The X-rays were clean. The blood work was normal. Nothing visible was wrong.
The unspoken message: maybe you're imagining it.
Ida Rolf was a scientist. If the pain was real—and she knew it was—there had to be a physical cause medicine was missing.
So she started studying something medical schools barely taught: fascia.
Fascia is the dense connective tissue that wraps every muscle, bone, and organ in your body. It's everywhere—a continuous web holding you together. In the 1940s, surgeons cut through it to reach the "important" parts. It was considered biological packing material.
Rolf saw something revolutionary: fascia wasn't inert. It adapted. It held patterns. When it tightened around old injuries, poor posture, or stress, it pulled the body out of alignment. And that invisible tension created very real pain.
Women started coming to her with stories doctors had stopped listening to.
Shoulders that never relaxed. Hips that felt crooked. Backs that ached without injury. Chronic headaches. Jaw pain. Exhaustion from holding everything together.
They'd been told: it's stress. It's hormones. It's motherhood. Lose weight. See a psychiatrist.
The message was always the same: you're unreliable. Your pain isn't real.
Ida Rolf believed them.
She developed a method called Structural Integration—systematic manual pressure to release fascial restrictions. It wasn't gentle massage. It was deep, sustained work that reorganized tissue patterns.
It hurt. Patients cried. They shook. They had emotional releases as their bodies let go of what they'd been holding for decades.
But when they stood up, something had changed. Shoulders dropped. Spines lengthened. Pain that had been constant for years eased or vanished.
The women medicine had dismissed as "psychosomatic" were getting structurally better.
Ida Rolf brought her findings to the medical establishment.
They called her a quack.
She was a woman. She didn't have an MD. She worked with tissue doctors considered irrelevant. And worst of all, she was claiming to fix conditions medicine had labeled psychological—which meant admitting they'd been wrong.
Doctors warned patients to stay away.
But the people she helped kept coming. And they kept getting better.
Through the 1950s and 60s, Rolf trained practitioners and refined her technique.

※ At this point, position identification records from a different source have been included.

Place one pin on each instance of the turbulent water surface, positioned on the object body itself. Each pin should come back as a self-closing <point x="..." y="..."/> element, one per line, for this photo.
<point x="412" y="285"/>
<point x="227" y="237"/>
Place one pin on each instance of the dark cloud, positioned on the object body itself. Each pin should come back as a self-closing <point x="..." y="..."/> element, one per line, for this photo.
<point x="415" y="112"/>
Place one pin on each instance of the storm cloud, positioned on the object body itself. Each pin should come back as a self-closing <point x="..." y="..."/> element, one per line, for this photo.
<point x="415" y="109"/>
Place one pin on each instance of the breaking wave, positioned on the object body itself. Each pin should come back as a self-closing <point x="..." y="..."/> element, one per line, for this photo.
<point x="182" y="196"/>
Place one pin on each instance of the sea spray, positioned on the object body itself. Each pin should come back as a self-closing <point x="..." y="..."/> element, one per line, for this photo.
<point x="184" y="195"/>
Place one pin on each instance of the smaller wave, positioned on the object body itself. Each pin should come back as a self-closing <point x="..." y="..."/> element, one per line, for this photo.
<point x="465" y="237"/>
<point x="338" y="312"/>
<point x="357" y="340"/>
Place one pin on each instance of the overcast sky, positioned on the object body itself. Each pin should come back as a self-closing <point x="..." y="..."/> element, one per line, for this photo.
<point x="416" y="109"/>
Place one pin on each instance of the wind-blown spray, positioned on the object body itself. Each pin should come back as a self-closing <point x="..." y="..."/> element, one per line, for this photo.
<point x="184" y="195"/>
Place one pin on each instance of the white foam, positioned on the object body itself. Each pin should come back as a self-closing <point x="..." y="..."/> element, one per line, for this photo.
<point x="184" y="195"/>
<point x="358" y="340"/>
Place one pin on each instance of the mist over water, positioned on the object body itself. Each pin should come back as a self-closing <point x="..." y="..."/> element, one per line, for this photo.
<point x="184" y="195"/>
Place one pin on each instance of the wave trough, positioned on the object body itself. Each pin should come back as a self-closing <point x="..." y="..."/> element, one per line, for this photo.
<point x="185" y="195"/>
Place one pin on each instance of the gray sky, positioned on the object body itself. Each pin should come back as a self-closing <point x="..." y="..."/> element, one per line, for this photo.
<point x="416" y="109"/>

Dancers came because they understood bodies. Athletes came for performance. Women came because someone finally believed them.

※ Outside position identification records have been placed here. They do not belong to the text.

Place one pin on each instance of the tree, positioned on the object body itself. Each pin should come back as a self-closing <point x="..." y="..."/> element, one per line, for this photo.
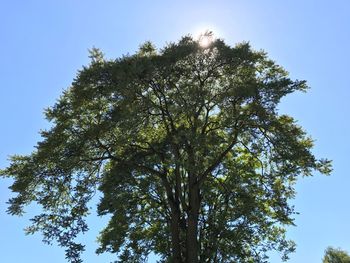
<point x="334" y="255"/>
<point x="185" y="145"/>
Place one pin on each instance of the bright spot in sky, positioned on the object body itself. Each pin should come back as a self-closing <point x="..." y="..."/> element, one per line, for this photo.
<point x="205" y="40"/>
<point x="205" y="36"/>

She was uncompromising. Intense. Absolutely convinced she was right.
And slowly, science caught up.
By the 1970s, researchers discovered fascia wasn't inert—it was packed with nerve endings that responded to mechanical stress. It could create referred pain, restrict movement, and alter how the body functioned.
Rolf had been right.
Today, fascia research is a major field. Physical therapists incorporate fascial release. Medical textbooks have been rewritten. Rolfing is practiced worldwide.

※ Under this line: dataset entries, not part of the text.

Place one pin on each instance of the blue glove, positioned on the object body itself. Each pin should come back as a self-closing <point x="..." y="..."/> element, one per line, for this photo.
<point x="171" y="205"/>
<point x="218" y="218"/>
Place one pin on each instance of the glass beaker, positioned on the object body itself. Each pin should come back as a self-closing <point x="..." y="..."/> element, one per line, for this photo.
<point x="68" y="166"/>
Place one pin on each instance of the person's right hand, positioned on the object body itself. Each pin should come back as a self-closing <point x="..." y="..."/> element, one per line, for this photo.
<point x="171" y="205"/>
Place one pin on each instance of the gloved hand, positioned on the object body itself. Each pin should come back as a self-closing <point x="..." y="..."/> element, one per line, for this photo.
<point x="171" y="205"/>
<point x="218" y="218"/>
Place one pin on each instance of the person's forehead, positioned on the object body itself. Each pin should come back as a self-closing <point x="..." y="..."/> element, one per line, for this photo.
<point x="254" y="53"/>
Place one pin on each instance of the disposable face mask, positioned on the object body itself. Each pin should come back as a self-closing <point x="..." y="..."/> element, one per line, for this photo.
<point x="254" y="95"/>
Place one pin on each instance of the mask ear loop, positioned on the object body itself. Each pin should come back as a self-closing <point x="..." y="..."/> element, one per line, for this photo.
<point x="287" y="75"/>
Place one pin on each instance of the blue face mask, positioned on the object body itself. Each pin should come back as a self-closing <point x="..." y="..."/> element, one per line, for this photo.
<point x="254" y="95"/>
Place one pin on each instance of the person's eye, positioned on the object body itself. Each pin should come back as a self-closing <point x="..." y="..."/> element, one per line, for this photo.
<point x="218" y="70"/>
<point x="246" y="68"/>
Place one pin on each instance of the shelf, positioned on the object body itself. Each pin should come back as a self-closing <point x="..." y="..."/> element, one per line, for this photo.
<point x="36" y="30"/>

But here's what still matters: Ida Rolf's story isn't just about tissue. It's about who gets believed.
Studies show women wait longer in emergency rooms, receive less pain medication, and are more likely to be prescribed psychiatric drugs for physical symptoms. Chronic pain conditions affecting primarily women took decades longer to be taken seriously.
Rolf saw this in the 1940s. She saw women being dismissed by a system that didn't have the tools—or the interest—to understand their pain.
And when she developed those tools, the system dismissed her too.
A PhD biochemist with real results was called a fraud because she was a woman working outside medical hierarchies, treating patients medicine had already decided weren't credible.
It took decades for science to confirm what she and her patients already knew: the pain was real. The body held the story. And women weren't making it up.
Ida Pauline Rolf died in 1979 at age 83, just as her work was gaining recognition.
She spent most of her career being dismissed by the establishment that trained her.
But she never stopped working. She never stopped believing her patients. She never stopped insisting that invisible pain deserved real solutions.
She proved that the most profound healing often begins not with a diagnosis from someone who doesn't believe you—but with someone who listens to what your body has been trying to say all along.